Rule 35 of 40 · Chapter VI — Tools, Habits, and Judgement
Use tools rated for the voltage
Why this rule exists
An insulated screwdriver and a 1000 V glove earn those ratings by test, and a tool without them is guessing at your expense. Worn insulation can flash over or conduct at voltages it was never built for, putting current into your hand. Meters carry a CAT rating, CAT II, III, IV, for the transient energy they can safely handle at that point in the system; use a low-category meter on a high-energy service and an internal arc turns it into shrapnel. Rated tools are not optional. They are the barrier between you and the circuit.
In practice
Match every tool to the job's voltage and energy: insulated (1000 V rated, individually tested) hand tools for work near live parts, gloves of the correct class, and a meter whose CAT rating meets or exceeds the location, CAT III or IV for service-entrance and panel work. Inspect insulation before each use and retire anything nicked, cracked, or worn to bare metal.
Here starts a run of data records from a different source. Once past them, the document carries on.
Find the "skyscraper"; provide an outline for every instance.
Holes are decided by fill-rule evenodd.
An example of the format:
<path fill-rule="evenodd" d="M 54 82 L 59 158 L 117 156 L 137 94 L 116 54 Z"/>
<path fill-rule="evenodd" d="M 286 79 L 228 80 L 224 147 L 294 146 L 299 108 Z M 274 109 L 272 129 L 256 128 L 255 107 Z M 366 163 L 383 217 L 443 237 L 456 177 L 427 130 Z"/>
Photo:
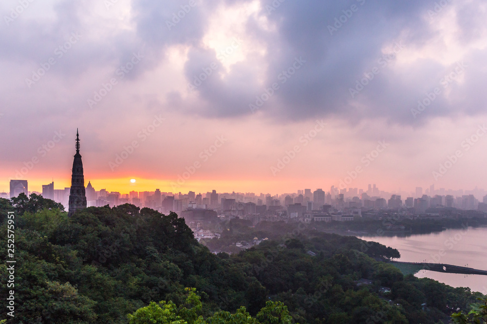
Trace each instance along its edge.
<path fill-rule="evenodd" d="M 320 188 L 317 189 L 313 193 L 313 203 L 316 206 L 325 205 L 325 192 Z"/>
<path fill-rule="evenodd" d="M 17 197 L 21 192 L 29 195 L 27 180 L 10 180 L 10 198 Z"/>
<path fill-rule="evenodd" d="M 93 186 L 92 186 L 91 183 L 90 181 L 88 181 L 88 185 L 86 186 L 85 193 L 86 195 L 86 200 L 87 201 L 96 200 L 96 191 L 95 190 L 94 188 L 93 188 Z"/>
<path fill-rule="evenodd" d="M 214 190 L 210 195 L 210 205 L 212 206 L 218 205 L 218 194 Z"/>
<path fill-rule="evenodd" d="M 49 185 L 42 185 L 42 197 L 54 200 L 54 181 Z"/>
<path fill-rule="evenodd" d="M 85 179 L 83 175 L 83 162 L 79 154 L 79 135 L 76 130 L 76 154 L 73 161 L 73 174 L 71 176 L 71 189 L 69 191 L 69 211 L 71 216 L 77 210 L 86 208 Z"/>

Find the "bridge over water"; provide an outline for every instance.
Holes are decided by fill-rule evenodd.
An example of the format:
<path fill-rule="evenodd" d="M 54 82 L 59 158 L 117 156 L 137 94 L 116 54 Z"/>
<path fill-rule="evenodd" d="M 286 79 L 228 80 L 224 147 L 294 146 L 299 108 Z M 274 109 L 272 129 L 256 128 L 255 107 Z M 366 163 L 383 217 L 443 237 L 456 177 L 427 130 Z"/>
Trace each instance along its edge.
<path fill-rule="evenodd" d="M 391 262 L 399 268 L 403 273 L 415 273 L 420 270 L 430 270 L 445 273 L 461 273 L 463 274 L 483 274 L 487 275 L 487 271 L 479 270 L 467 267 L 460 267 L 444 263 L 428 263 L 427 262 L 404 262 L 394 261 Z"/>

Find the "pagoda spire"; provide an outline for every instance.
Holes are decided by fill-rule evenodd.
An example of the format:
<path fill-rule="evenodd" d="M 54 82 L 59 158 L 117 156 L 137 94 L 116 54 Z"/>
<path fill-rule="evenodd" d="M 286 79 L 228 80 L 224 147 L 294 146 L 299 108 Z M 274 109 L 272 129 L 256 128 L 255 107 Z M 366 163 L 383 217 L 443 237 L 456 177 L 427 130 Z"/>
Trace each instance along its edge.
<path fill-rule="evenodd" d="M 77 128 L 76 129 L 76 153 L 79 154 L 79 134 Z"/>
<path fill-rule="evenodd" d="M 86 193 L 85 189 L 84 177 L 83 174 L 83 162 L 79 154 L 79 134 L 76 130 L 76 154 L 73 161 L 73 174 L 71 175 L 71 188 L 69 192 L 69 209 L 68 216 L 71 216 L 77 210 L 86 208 Z"/>

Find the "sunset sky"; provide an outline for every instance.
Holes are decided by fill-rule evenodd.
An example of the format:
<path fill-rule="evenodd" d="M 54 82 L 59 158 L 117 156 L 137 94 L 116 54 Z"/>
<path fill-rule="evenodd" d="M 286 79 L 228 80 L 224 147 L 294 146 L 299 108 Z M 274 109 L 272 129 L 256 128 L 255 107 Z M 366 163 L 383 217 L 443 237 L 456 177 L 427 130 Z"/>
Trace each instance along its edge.
<path fill-rule="evenodd" d="M 485 1 L 5 0 L 0 13 L 0 192 L 69 187 L 77 128 L 96 190 L 487 188 Z"/>

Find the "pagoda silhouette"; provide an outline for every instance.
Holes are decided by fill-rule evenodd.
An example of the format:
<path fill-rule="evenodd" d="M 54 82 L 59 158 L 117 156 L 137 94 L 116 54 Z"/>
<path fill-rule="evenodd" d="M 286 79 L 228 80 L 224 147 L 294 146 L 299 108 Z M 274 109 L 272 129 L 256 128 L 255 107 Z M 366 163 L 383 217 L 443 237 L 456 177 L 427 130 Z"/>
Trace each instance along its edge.
<path fill-rule="evenodd" d="M 77 210 L 86 208 L 85 179 L 83 175 L 83 162 L 81 161 L 81 155 L 79 154 L 79 135 L 77 129 L 76 129 L 76 154 L 73 161 L 72 171 L 68 217 L 71 217 Z"/>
Use meter leads rated to the same category with finger guards. Keep the right tool for the voltage on hand so you are never tempted to make do with the wrong one.
When it doesn't apply
Ratings assume the insulation is intact and the tool is used as intended; a rated tool with damaged insulation offers no protection and false confidence, which is worse. When the voltage or available fault energy exceeds your tools' ratings, that is your signal that the job needs different equipment and likely a qualified worker.